20.18(9) Inquiries about electric service reliability.
a. For electric utilities with over 50,000 Iowa retail customers. A customer may request a report from an electric utility about the service reliability of the circuit supplying the customer’s own meter. Within 20 working days of receipt of the request, the electric utility shall supply the report to the customer at a reasonable cost. The report should identify which interruptions (number and durations) are due to major events.
b. Other utilities are encouraged to adopt similar responses to the extent it is administratively feasible.
[ARC 8394B, IAB 12/16/09, effective 1/20/10; ARC 9501B, IAB 5/18/11, effective 6/22/11]
199—20.19(476,478) Notification of outages.

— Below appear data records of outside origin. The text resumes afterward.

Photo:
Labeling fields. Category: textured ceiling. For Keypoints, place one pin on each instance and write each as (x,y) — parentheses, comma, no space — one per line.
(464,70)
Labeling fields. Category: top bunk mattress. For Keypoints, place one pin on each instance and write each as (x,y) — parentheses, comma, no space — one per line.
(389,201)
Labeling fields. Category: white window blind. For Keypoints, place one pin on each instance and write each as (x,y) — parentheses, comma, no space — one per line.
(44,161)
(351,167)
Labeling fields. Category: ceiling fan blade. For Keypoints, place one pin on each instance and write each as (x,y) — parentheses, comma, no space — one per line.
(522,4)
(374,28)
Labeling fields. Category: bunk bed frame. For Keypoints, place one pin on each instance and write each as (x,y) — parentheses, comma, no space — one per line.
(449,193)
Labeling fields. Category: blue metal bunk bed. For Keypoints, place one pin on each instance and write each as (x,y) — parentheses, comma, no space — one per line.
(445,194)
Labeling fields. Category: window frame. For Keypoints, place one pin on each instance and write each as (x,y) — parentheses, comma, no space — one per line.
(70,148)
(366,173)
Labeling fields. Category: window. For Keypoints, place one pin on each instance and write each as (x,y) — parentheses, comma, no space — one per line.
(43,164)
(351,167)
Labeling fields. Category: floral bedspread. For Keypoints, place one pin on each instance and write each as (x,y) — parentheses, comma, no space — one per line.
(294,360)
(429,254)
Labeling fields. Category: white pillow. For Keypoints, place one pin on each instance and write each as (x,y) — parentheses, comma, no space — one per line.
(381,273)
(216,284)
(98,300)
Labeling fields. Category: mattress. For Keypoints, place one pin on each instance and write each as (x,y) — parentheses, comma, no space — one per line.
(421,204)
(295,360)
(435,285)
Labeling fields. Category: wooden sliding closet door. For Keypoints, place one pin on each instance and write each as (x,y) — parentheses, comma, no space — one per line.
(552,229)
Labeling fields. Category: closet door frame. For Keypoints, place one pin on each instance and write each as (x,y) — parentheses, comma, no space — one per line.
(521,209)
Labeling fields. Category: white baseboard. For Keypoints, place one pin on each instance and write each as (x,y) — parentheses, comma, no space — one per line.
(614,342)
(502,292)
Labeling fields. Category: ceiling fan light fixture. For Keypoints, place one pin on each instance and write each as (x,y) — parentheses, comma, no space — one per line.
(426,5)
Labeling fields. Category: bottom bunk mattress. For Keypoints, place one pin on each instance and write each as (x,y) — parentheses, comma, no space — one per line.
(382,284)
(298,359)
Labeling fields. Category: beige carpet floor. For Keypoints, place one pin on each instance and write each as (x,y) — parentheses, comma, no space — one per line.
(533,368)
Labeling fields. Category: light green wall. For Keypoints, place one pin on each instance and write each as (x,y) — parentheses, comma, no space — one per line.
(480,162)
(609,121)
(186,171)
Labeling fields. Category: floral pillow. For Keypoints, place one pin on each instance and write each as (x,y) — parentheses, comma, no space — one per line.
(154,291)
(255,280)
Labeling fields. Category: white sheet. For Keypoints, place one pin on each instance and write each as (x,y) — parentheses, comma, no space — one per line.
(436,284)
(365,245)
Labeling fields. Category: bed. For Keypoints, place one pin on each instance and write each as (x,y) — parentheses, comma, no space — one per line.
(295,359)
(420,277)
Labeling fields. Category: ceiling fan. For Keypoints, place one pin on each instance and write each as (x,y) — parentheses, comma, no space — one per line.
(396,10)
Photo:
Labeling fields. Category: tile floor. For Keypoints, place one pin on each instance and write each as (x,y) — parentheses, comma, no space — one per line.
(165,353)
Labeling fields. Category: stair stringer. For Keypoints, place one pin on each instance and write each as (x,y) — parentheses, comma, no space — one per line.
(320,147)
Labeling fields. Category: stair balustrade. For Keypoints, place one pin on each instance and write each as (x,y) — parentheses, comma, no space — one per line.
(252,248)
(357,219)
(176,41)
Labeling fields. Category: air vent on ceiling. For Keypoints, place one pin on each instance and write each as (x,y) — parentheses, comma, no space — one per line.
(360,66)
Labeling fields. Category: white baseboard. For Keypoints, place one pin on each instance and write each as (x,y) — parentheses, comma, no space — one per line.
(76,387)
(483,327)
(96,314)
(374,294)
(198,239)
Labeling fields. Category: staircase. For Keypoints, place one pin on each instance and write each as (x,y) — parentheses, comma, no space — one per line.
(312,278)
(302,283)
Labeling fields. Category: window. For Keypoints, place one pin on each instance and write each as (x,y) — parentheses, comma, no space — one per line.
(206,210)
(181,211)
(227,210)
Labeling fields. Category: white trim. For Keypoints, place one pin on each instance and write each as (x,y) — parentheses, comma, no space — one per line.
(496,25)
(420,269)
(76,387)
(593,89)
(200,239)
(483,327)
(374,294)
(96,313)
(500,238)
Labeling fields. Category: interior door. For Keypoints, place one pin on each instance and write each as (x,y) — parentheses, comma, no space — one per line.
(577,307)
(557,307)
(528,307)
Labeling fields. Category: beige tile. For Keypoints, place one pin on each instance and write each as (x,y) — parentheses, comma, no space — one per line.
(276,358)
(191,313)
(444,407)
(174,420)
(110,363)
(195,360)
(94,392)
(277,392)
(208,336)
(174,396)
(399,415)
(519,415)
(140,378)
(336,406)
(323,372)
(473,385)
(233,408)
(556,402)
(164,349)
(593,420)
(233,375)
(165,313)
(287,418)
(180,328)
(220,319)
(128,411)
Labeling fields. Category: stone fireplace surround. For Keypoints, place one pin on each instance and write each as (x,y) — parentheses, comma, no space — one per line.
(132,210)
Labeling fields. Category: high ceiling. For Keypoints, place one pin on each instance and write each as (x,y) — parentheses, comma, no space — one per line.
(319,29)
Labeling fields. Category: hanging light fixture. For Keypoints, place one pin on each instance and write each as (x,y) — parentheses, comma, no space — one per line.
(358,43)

20.19(1) Notification. The notification requirements in subrules 20.19(1) and 20.19(2) are for the timely collection of electric outage information that may be useful to emergency management agencies in providing for the welfare of individual Iowa citizens. Each electric utility shall notify the board when it is projected that an outage may result in a loss of service for more than six hours and the outage meets one of the following criteria:
a. For all utilities, loss of service for more than six hours to substantially all of a municipality, including the surrounding area served by the same utility. A utility may use loss of service to 75 percent or more of customers within a municipality, including the surrounding area served by the utility, to meet this criterion;
b. For utilities with 50,000 or more customers, loss of service for more than six hours to 20 percent of the customers in a utility’s established zone or loss of service to more than 5,000 customers in a metropolitan area, whichever is less;
c. For utilities with more than 4,000 customers and fewer than 50,000 customers, loss of service for more than six hours to 25 percent or more of the utility’s customers;
d. A major event as defined in subrule 20.18(4); or
e. Any other outage considered significant by the electric utility. This includes loss of service for more than six hours to significant public health and safety facilities known to the utility at the time of the notification, even when the outage does not meet the criteria in paragraphs 20.19(1)“a” through “d.”
20.19(2) Information required.
a. Notification shall be provided regarding outages that meet the requirements of subrule 20.19(1) by notifying the board duty officer by e-mail at dutyofficer@iub.iowa.gov or, in appropriate circumstances, by telephone at (515)745-2332. Notification shall be made at the earliest possible time after it is determined the event may be reportable and should include the following information, as available:
(1) The general nature or cause of the outage;
(2) The area affected;
(3) The approximate number of customers that have experienced a loss of electric service as a result of the outage;
(4) The time when service is estimated to be restored; and
(5) The name of the utility, the name and telephone number of the person making the report, and the name and telephone number of a contact person knowledgeable about the outage.
The notice should be supplemented as more complete or accurate information is available.
b. The utility shall provide to the board updates of the estimated time when service will be restored to all customers able to receive service or of significant changed circumstances, unless service is restored within one hour of the time initially estimated.